楚月河嗤笑一声没理他,而是对郗芳华说:“夫人,这虞京城是出了,不过我们可还没脱险呢,你女儿先借给我用用,等我们安全了,我自然会放了她。”
一个角戎力士将刀锋抵在星涟脖子上,月河气定神闲地看着郗芳华,等着他们自己做决定。
“这样一直拿着刀人家也会手软,就怕一不小心就手滑了哦。”
“你们……”郗芳华一脸悲愤,看看无法动弹的星涟,想斥责他们言而无信,又怕他们真杀了星涟。

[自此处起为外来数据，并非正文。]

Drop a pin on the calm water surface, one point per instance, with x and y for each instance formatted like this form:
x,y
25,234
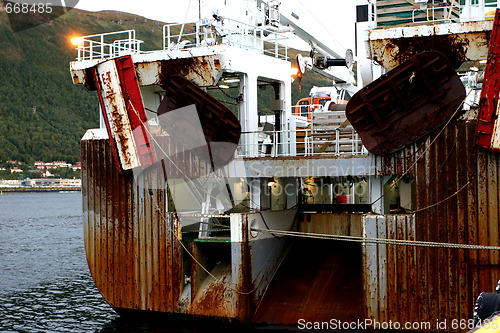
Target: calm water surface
x,y
45,283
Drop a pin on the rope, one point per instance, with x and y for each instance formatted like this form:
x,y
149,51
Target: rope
x,y
386,241
177,218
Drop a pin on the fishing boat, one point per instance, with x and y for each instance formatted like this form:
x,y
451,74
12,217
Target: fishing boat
x,y
385,211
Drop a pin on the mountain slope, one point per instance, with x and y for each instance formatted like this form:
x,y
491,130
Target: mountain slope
x,y
42,114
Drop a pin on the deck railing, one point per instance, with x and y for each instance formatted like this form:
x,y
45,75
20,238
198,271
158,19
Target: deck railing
x,y
300,143
225,31
112,44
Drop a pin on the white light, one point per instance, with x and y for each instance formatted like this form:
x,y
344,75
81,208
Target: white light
x,y
77,41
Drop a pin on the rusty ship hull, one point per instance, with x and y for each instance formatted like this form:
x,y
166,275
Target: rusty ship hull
x,y
260,221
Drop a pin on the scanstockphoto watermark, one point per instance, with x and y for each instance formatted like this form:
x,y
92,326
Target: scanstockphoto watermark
x,y
365,324
26,14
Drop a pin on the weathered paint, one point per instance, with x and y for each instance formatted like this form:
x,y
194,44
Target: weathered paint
x,y
488,131
136,260
407,103
124,113
458,41
427,284
114,109
203,70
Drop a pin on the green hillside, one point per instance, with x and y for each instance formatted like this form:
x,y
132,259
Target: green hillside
x,y
42,114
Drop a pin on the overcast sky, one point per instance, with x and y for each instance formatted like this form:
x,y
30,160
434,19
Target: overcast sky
x,y
334,17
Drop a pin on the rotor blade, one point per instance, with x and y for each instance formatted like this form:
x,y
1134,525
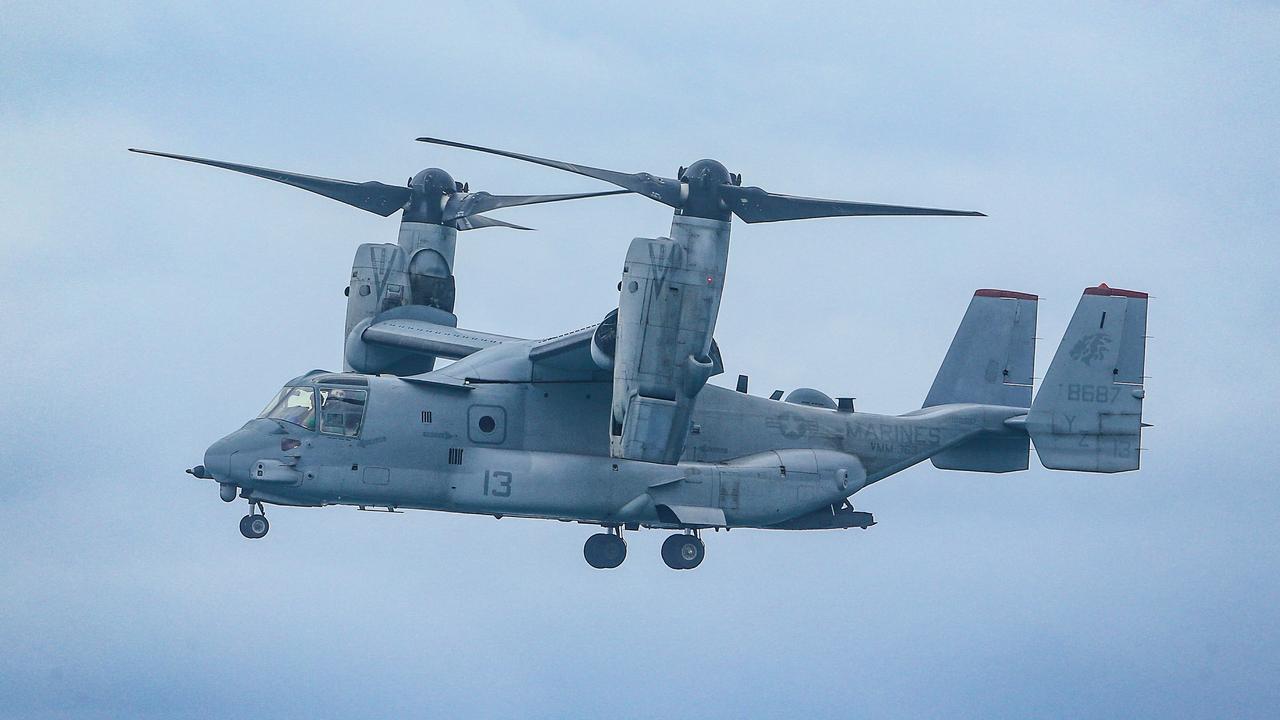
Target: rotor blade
x,y
371,196
472,203
755,205
663,190
476,222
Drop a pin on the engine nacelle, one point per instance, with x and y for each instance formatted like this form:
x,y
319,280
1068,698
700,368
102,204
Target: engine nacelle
x,y
667,309
379,281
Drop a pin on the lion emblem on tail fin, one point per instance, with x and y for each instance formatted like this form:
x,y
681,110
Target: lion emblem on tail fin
x,y
1091,347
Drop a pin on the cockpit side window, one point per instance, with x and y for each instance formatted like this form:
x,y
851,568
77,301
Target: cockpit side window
x,y
293,405
342,410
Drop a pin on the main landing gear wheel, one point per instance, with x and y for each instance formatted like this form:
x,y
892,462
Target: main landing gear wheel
x,y
604,550
682,551
255,525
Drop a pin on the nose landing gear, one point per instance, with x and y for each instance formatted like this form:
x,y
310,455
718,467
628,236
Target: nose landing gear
x,y
684,551
255,525
606,550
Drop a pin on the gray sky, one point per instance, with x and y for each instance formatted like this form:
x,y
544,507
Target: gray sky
x,y
151,306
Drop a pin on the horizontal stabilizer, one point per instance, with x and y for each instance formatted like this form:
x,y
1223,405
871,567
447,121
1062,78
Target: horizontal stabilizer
x,y
1088,411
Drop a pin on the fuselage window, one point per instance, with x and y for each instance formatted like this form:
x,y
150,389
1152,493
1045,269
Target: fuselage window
x,y
342,410
293,405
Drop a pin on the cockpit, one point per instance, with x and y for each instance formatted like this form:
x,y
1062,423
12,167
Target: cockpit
x,y
341,410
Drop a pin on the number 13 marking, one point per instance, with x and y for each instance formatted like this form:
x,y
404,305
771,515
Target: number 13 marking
x,y
497,483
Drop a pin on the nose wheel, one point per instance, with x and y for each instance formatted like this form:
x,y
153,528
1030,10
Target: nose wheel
x,y
606,550
255,525
684,551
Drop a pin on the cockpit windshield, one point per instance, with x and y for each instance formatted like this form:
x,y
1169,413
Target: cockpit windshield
x,y
342,410
293,405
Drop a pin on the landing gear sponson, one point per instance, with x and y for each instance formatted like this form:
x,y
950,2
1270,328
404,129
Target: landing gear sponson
x,y
255,525
682,551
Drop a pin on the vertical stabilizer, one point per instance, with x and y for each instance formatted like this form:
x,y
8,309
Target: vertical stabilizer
x,y
1088,411
992,356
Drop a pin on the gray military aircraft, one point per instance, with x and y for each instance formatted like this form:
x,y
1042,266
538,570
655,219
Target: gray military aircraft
x,y
531,428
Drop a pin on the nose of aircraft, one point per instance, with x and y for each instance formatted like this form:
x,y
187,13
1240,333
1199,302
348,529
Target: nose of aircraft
x,y
228,460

双方僵持了一会儿,还是郗芳华先败下阵来,央求丈夫:“夫君,求你放他们走吧,星涟的安全重要,其他的我一会儿再跟你解释。”
“你怎么知道他们真会放了她?”展衡冷冷地瞪着那些人,“这些到底是什么人?难道是在逃的朝廷钦犯?你知不知道你在做什么?”
“我知道,可是,我们也没别的办法了呀……”郗芳华又开始哭,“你现在能把星涟从他们手里救回来吗?”
展衡无奈,只好令手下们分开道,让他们通过。
“可别跟来哦,不然我不知道会做什么!”马车快速远离,楚月河最后向他们警告。
郗芳华看着马车的影子在视线中消失,哭倒在展衡怀中。
又过了一个时辰,马车进入山地,地形变得崎岖了,车子越来越颠簸。觉得应该不会有人追上来,格瓦高力他们赶车的速度慢下来。

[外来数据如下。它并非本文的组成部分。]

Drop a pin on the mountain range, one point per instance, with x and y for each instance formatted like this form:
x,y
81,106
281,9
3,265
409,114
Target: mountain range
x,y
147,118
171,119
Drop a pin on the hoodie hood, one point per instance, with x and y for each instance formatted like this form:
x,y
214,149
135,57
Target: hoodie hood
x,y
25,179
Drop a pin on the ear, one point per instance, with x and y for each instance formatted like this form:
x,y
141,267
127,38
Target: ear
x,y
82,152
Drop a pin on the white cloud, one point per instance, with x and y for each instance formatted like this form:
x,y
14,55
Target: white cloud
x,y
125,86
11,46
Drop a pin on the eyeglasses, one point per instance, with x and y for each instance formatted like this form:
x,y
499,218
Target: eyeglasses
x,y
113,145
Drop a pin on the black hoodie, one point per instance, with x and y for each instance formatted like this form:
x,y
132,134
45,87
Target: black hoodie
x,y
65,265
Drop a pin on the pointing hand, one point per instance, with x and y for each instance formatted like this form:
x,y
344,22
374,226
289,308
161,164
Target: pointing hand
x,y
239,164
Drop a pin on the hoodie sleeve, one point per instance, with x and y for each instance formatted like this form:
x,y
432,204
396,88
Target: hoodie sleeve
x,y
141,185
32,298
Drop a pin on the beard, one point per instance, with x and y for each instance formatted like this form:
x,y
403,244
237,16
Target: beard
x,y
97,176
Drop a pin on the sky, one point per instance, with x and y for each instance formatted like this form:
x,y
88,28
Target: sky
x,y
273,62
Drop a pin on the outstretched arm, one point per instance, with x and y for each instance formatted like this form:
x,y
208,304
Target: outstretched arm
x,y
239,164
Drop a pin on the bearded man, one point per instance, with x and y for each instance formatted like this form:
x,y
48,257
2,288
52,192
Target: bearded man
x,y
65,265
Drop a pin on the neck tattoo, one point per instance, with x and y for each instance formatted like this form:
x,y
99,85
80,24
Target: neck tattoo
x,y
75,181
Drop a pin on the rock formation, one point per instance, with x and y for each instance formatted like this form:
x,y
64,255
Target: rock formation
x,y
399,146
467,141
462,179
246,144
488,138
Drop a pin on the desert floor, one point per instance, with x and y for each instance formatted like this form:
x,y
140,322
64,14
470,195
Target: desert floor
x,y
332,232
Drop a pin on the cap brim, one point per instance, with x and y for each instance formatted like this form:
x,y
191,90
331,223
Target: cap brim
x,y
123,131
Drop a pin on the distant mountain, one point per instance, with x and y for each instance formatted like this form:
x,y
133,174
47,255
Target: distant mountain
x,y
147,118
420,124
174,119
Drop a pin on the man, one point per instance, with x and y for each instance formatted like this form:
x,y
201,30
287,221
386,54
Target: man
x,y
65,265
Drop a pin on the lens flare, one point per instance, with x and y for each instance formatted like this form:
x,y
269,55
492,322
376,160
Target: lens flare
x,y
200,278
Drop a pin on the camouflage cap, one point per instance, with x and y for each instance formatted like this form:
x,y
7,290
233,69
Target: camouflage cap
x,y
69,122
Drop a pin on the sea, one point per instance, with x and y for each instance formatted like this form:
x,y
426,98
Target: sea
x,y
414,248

“桓肆一时半会儿不会发现,等翻过这片山,我们就可以不穿这些臭衣服了。”楚月河嫌弃地拉扯着身上的粗麻布衣。
格瓦高力点头:“再过十几天,我们就能进入角戎,你也可以与你的男人相见。你妹妹怎么办?你不会真的要放了她吧?”
楚月河微微一笑:“到时候但凭王子处置。”
格瓦高力贪婪地看看星涟,满意地笑了。
星涟听见他们的对话,真想破口大骂这两人无耻,奈何嘴被堵住了。她害怕自己真被月河送给格瓦高力,又像梦里一样被糟践,拼命想着有什么脱身之计。
格瓦高力和月河正畅谈着他们回角戎后的计划,忽然他一个下属惊呼一声,指着星涟。他们一看,见她侧倒下,浑身不住地抽搐,翻着白眼,好像快不行了。
“她怎么了?”他急道。
月河一脸茫然:“我不知道,或许是她在宫里患了什么怪病吧。”
格瓦高力扶起星涟,扯下堵着她嘴的布,摇晃着她:“喂,你到底是怎么了?”
星涟大口大口喘息着,断断续续有气无力地说:“我……我旧病犯了,要、要吃药、不然、很快就会死……”

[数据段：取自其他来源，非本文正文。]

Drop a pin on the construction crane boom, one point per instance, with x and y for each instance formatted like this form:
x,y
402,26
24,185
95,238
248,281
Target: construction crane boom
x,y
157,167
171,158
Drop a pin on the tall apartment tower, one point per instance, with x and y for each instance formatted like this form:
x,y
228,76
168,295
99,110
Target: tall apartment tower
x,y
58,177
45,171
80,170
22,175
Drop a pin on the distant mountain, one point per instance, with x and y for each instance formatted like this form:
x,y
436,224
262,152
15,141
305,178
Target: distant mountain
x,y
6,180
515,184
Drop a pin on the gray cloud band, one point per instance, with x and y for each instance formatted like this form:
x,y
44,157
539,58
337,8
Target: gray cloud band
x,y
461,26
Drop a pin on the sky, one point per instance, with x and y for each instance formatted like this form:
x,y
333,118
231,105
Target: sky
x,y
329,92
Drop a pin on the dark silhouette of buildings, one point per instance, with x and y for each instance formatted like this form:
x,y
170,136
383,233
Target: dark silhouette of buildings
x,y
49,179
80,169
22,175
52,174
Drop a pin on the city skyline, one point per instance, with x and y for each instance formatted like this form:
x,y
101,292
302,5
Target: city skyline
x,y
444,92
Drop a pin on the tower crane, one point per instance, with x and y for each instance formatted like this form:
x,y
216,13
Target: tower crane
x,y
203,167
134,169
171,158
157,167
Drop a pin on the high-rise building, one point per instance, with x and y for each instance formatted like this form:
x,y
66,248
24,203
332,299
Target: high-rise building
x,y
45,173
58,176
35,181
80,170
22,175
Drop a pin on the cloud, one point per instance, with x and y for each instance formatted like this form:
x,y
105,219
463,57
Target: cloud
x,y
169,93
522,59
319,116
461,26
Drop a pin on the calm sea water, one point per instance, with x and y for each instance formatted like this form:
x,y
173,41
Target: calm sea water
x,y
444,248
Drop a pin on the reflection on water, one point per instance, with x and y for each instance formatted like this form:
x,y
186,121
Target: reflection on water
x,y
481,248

“药?哪里有药?”眼见星涟嘴角开始吐白沫,格瓦高力急得不行,这么几百年出一个的美女,就这样死了也太可惜了。
星涟眼睛看向她腰间的小布袋,说:“那个袋子里。”
格瓦高力慌忙把袋子取下来,打开一看,里面好几个五颜六色的小瓷瓶。
“哪个?”
“黑色那个,里面是粉末,你倒在你手掌心,喂我吃。”
能与她亲密接触,格瓦高力求之不得,照她说的把瓶中粉末全抖出来,伸手到她嘴唇前边。
星涟微微张嘴,抬起眼皮看了他一眼,这一瞬间格瓦高力觉得她的眼神不对,凌厉清明,根本不像个病人。但来不及了,星涟猛地吸了口气,对着他的手心用力一吹,粉尘四散飞扬开来。马车里空间狭小拥促,这些肉眼几乎看不见的小颗粒立刻飘得到处都是。每个人皮肤都沾上了,格瓦高力离得最近,更是被糊了满脸。
有人还把这粉末吸进了口鼻中,众人一边用手扇着,一边咳嗽不止:“咳咳,这是什么东西?”
“她是装病的,定然有诈!”月河第一个反应过来。
“你说的一点没错,的确有诈。”星涟笑着回答她,得意地抬抬眉毛翻翻白眼,没想到他们这么容易就中招了。
“哎哟!好痒!痒死了!”格瓦高力第一个叫喊道,伸手用力抓着最严重的脸和手,很快其他人也跟他一样,觉得身上每个地方都奇痒无比,忍不住挠了起来。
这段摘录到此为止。